With respect to coming out to his family, there was a more interesting take, which I appreciated: other than his dad's insensitive jokes, it was almost the invasive, supportive interest and love that he was avoiding. (Nicely corroborated by Simon pulling up Alice's facebook account to stalk her boyfriend, Theo, as soon as he hears his name, right after he has come out and felt "probed" by his mom himself.) But as a reader, I had utter confidence that Simon's dad would recognize his past mistakes and support Simon wholeheartedly, which he did, and that lack of conflict diminished Simon's struggle further.
 
I would have liked to have seen Bram more "in real life." By keeping him in the background as the shy kid who doesn't participate much in the group's social scene, Albertalli hid his identity (not very well, mind you), but that means she also hid him, and missed an interesting opportunity for us to meet Bram in a different way.
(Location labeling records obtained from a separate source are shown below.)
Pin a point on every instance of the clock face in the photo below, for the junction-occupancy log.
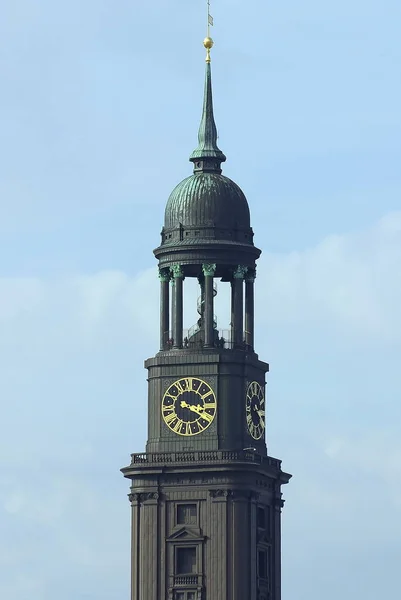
(189, 406)
(255, 410)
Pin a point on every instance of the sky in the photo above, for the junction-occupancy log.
(99, 110)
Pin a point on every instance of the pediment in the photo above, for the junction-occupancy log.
(184, 534)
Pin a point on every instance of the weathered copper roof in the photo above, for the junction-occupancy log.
(207, 200)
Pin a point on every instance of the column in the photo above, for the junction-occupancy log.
(208, 272)
(178, 276)
(135, 545)
(164, 276)
(249, 309)
(238, 306)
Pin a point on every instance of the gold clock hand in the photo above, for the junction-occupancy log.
(198, 409)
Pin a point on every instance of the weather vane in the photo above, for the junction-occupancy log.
(208, 42)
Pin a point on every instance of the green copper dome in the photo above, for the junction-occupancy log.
(207, 200)
(207, 205)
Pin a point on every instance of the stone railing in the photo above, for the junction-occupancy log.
(186, 580)
(204, 456)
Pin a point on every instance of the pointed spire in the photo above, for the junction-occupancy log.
(207, 157)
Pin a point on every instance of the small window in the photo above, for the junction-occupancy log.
(261, 518)
(187, 514)
(186, 561)
(262, 564)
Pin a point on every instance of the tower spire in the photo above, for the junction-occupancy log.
(207, 157)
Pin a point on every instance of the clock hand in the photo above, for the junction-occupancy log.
(198, 409)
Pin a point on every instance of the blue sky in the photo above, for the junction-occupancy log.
(99, 111)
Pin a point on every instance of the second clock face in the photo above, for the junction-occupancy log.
(189, 406)
(255, 410)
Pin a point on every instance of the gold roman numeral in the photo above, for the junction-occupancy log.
(169, 417)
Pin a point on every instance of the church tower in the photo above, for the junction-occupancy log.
(206, 496)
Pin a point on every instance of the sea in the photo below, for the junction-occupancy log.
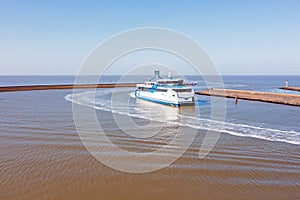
(44, 156)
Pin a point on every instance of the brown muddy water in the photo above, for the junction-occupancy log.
(42, 157)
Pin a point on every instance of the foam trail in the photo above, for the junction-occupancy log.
(102, 101)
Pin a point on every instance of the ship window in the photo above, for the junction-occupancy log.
(182, 90)
(161, 90)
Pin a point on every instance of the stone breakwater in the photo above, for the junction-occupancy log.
(287, 99)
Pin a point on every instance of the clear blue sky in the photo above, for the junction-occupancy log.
(242, 36)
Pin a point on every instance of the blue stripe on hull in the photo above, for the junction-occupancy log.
(157, 101)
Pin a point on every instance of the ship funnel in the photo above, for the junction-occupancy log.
(156, 75)
(169, 75)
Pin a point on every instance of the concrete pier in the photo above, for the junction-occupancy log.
(287, 99)
(61, 87)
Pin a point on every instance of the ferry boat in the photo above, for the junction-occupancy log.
(167, 91)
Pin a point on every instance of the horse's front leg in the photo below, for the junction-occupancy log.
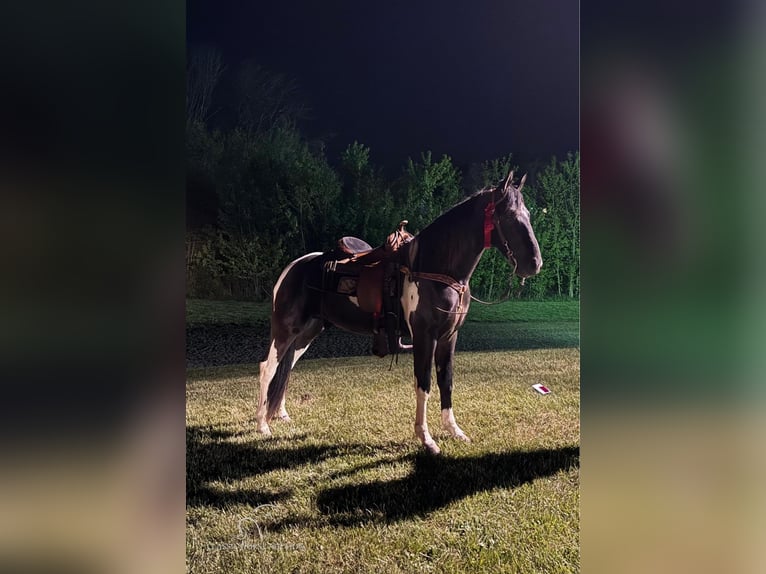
(423, 355)
(445, 352)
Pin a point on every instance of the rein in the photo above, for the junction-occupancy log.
(491, 221)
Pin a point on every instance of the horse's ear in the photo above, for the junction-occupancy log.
(508, 183)
(523, 179)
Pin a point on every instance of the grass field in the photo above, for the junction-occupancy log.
(244, 313)
(346, 487)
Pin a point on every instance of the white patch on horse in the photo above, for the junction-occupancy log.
(421, 424)
(287, 269)
(268, 369)
(410, 299)
(283, 411)
(449, 424)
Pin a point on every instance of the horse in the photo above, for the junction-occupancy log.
(435, 296)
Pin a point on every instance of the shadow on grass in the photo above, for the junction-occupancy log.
(435, 481)
(212, 456)
(438, 481)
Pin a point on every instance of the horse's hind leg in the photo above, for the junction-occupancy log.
(302, 342)
(268, 369)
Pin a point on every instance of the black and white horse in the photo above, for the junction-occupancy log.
(438, 264)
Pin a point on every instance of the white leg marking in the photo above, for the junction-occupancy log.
(421, 424)
(284, 417)
(268, 369)
(449, 424)
(287, 270)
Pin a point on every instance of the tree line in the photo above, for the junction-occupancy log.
(260, 193)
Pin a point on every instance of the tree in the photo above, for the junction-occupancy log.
(427, 189)
(367, 204)
(203, 73)
(557, 224)
(266, 100)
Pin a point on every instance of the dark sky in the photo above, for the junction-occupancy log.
(473, 79)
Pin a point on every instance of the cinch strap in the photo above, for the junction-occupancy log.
(489, 225)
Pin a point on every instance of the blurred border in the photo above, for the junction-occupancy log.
(92, 295)
(672, 309)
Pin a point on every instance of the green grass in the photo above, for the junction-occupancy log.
(347, 488)
(243, 313)
(199, 311)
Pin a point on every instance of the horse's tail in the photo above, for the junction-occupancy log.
(278, 385)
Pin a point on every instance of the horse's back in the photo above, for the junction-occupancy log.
(293, 290)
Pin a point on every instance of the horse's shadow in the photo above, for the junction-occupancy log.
(438, 481)
(433, 483)
(212, 456)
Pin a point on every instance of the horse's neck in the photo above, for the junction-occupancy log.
(452, 245)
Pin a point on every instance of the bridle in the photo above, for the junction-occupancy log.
(491, 221)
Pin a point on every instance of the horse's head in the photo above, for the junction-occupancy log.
(513, 228)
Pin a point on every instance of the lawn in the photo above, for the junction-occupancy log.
(346, 487)
(244, 313)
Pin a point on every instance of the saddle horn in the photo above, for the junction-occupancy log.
(508, 182)
(521, 183)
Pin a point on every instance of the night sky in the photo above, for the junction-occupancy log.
(474, 80)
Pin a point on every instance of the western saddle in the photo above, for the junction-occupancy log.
(373, 276)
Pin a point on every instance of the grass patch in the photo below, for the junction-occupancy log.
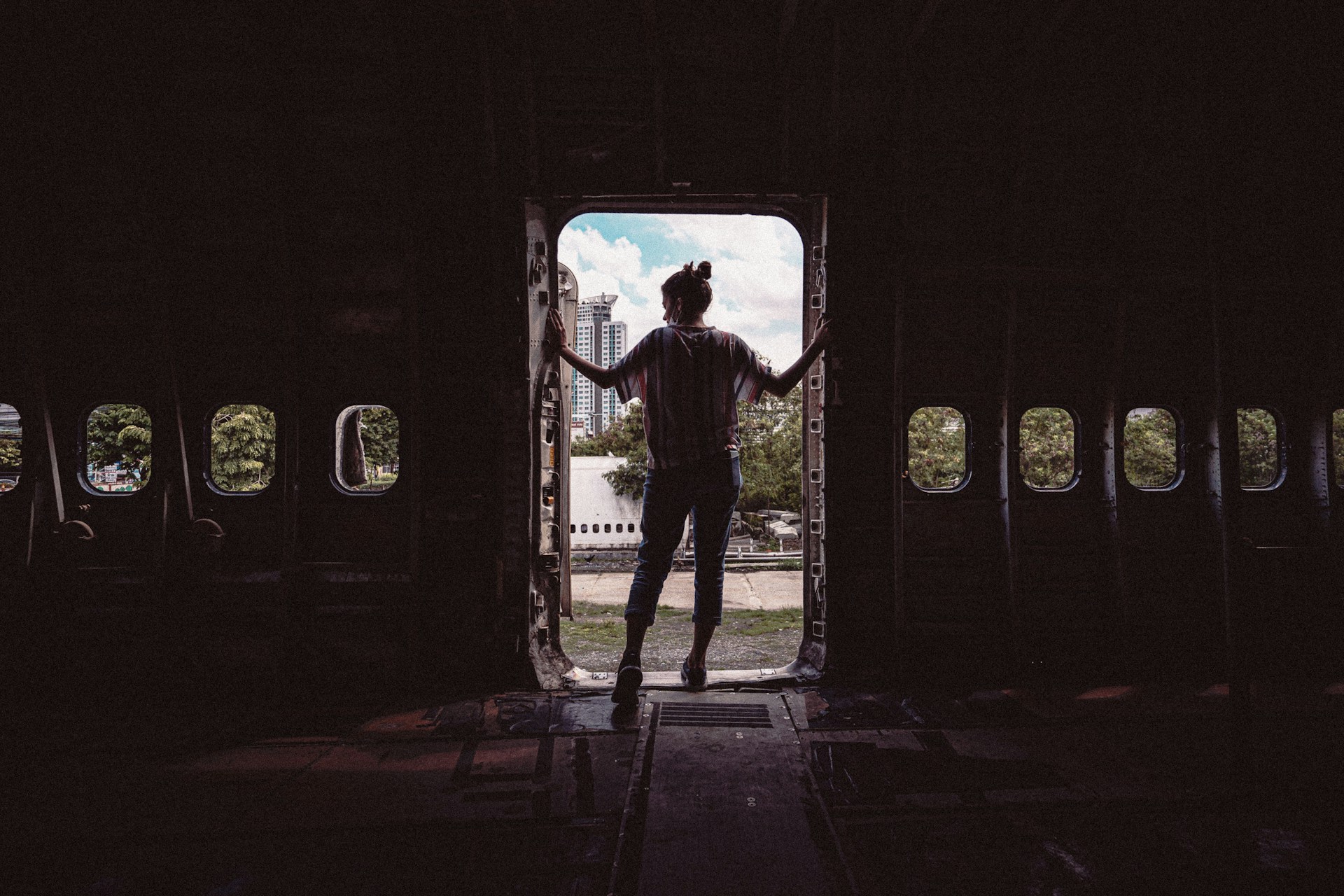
(788, 564)
(764, 621)
(605, 631)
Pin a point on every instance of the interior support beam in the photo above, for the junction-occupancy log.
(655, 57)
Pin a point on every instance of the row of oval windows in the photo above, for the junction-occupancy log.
(118, 458)
(603, 527)
(937, 460)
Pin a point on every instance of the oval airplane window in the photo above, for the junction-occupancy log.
(1049, 442)
(1151, 460)
(11, 447)
(116, 450)
(1259, 448)
(936, 442)
(242, 448)
(368, 448)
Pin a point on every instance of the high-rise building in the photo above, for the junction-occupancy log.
(601, 340)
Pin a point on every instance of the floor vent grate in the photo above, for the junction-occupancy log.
(715, 715)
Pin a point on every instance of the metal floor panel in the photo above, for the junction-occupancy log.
(727, 806)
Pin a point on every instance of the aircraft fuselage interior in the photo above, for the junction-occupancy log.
(286, 511)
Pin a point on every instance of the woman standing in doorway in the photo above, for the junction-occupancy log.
(690, 378)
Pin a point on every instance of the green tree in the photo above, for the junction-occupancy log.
(242, 448)
(11, 457)
(622, 438)
(1257, 447)
(1046, 437)
(1338, 444)
(118, 435)
(772, 453)
(1149, 448)
(936, 441)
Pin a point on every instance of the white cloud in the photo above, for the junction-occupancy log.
(757, 276)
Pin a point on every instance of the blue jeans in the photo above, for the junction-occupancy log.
(708, 492)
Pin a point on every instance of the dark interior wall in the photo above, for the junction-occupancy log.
(1028, 203)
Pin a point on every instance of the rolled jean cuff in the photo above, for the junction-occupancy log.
(635, 613)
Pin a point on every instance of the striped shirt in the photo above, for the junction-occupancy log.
(690, 381)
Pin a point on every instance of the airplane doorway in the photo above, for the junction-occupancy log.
(768, 289)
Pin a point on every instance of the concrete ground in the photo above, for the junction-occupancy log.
(771, 590)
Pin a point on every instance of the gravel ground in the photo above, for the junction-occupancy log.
(746, 640)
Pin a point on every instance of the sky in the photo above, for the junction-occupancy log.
(757, 274)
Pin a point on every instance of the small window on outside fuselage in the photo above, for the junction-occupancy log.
(1338, 445)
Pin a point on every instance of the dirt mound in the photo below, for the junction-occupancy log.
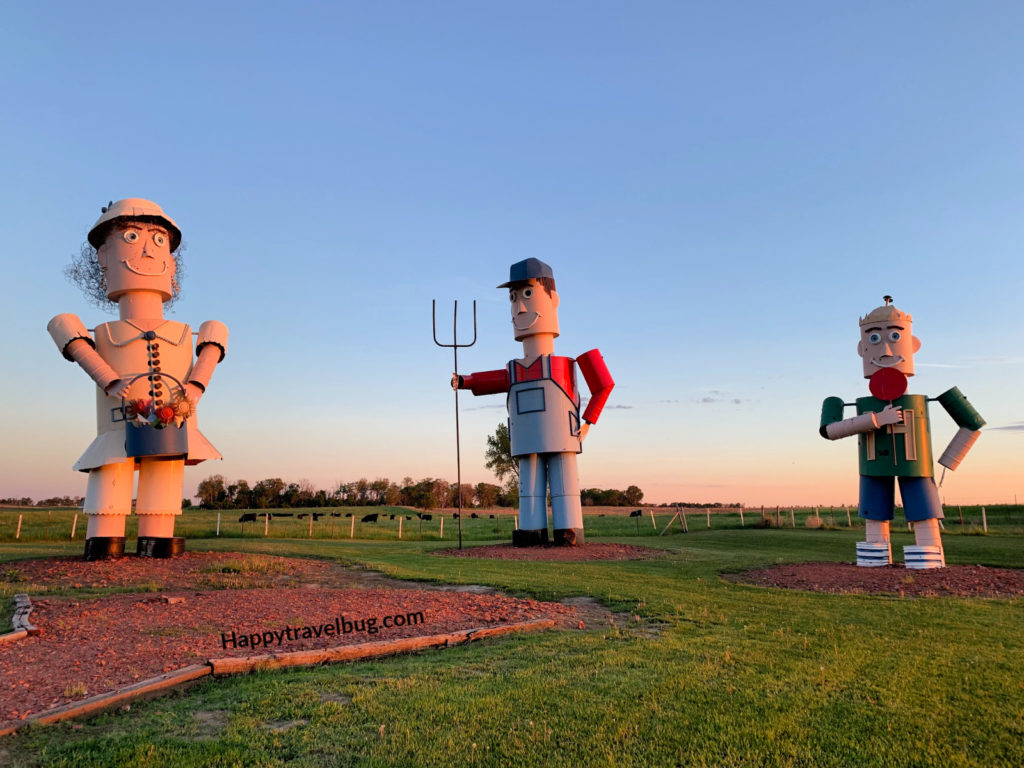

For some reason it doesn't feel the same to get to know him through his e-mails--which is an interesting subtle criticism of its own, I suppose: we should have been able to feel close to Bram (as Blue) through those online interactions. Maybe some readers did, and I'm odd man out on that one.
 
In sum: This novel was lighthearted, quick, and fun. It just wasn't earth-shattering. Maybe that's a great sign: we're getting progressive enough as a society that this story doesn't feel like an "important" LGBT novel, it feels like a slim story of a healthy teen's life and first love.